Editorial

Un gran año para el sector turístico

El balance de actividad en 2013 del sector turístico constituirá, a falta de cerrar oficialmente los números de diciembre, una de las mejores noticias económicas del año que acaba de finalizar. Los datos hasta noviembre permiten calcular una cifra anual de más de 60 millones de visitantes, lo que supone un nuevo máximo histórico y supera en casi dos millones el anterior récord de la serie estadística, alcanzado en 2008. El repunte de turistas se ha traducido en una cifra de ingresos de 45.000 millones de euros. Ambas marcas permitirán a España consolidar la segunda posición mundial por ingresos y superar a China como tercer destino más visitado. Ese crecimiento, unido al recorte de gasto de los turistas españoles en el extranjero, propiciará un superávit cercano a los 33.000 millones de euros en la balanza de pagos turística. La cifra serviría para superar tres veces el déficit comercial, cifrado en 8.000 millones y traerá consigo una importante corrección del déficit por cuenta corriente, que cerrará 2013 en superávit y podría superar incluso el 1,7% previsto en el cuadro macro del Gobierno.

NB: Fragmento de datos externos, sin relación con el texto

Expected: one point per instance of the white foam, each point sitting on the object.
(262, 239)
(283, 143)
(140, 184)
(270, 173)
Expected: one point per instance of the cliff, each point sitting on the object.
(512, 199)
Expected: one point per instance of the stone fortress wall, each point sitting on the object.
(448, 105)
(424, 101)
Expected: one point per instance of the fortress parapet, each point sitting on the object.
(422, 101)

El magnífico ejercicio que cierra el sector turístico permitirá corregir el traspiés que se vivió en 2008 –año en que España perdió la segunda posición como destino más visitado del mundo en favor de Estados Unidos– y en 2010, cuando cedió la tercera frente a China, además de fortalecer el segundo lugar mundial por ingresos. Las razones de esta mejora tienen que ver con una combinación de factores. Por una parte, con la prolongación del clima de conflicto e inestabilidad políticas que se vive en los países del norte de África, una circunstancia que ha beneficiado considerablemente a España; y por otra, con el notable esfuerzo de una industria que sigue siendo uno de los escasos motores que tiran de la economía española en este momento.

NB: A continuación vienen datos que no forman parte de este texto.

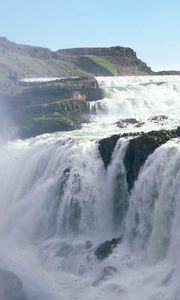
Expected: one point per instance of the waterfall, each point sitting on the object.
(58, 202)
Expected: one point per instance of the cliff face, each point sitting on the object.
(20, 61)
(44, 107)
(138, 150)
(106, 61)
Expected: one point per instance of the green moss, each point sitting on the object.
(48, 124)
(104, 63)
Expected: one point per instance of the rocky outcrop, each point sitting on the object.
(45, 107)
(33, 93)
(138, 149)
(106, 146)
(106, 248)
(106, 61)
(11, 287)
(106, 51)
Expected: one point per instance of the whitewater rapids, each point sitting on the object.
(57, 203)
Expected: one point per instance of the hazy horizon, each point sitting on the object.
(151, 29)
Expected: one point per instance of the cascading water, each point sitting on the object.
(58, 203)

Precisamente por ello, y por lo decisivo y estratégico que resulta ese impulso dentro del conjunto de la actividad, se hace más necesario que nunca sentar las bases de la profunda reconversión que el sector tiene pendiente desde hace años. La pérdida de atractivo que han experimentado los países árabes como destinos turísticos de masas en los últimos ejercicios constituye una ventaja de naturaleza coyuntural y, por lo tanto, hay que tener muy presente la posibilidad de que en un futuro más o menos próximo asistamos a un cambio de tendencia que reorganice el tablero de juego. Para hacer frente a ese riesgo es fundamental abordar una mejora de las instalaciones y servicios que refuerce el turismo de gama alta y un ajuste de la ecuación calidad-precio que fidelice al resto de segmentos. El reto es mantener el motor turístico y hacerlo al máximo rendimiento.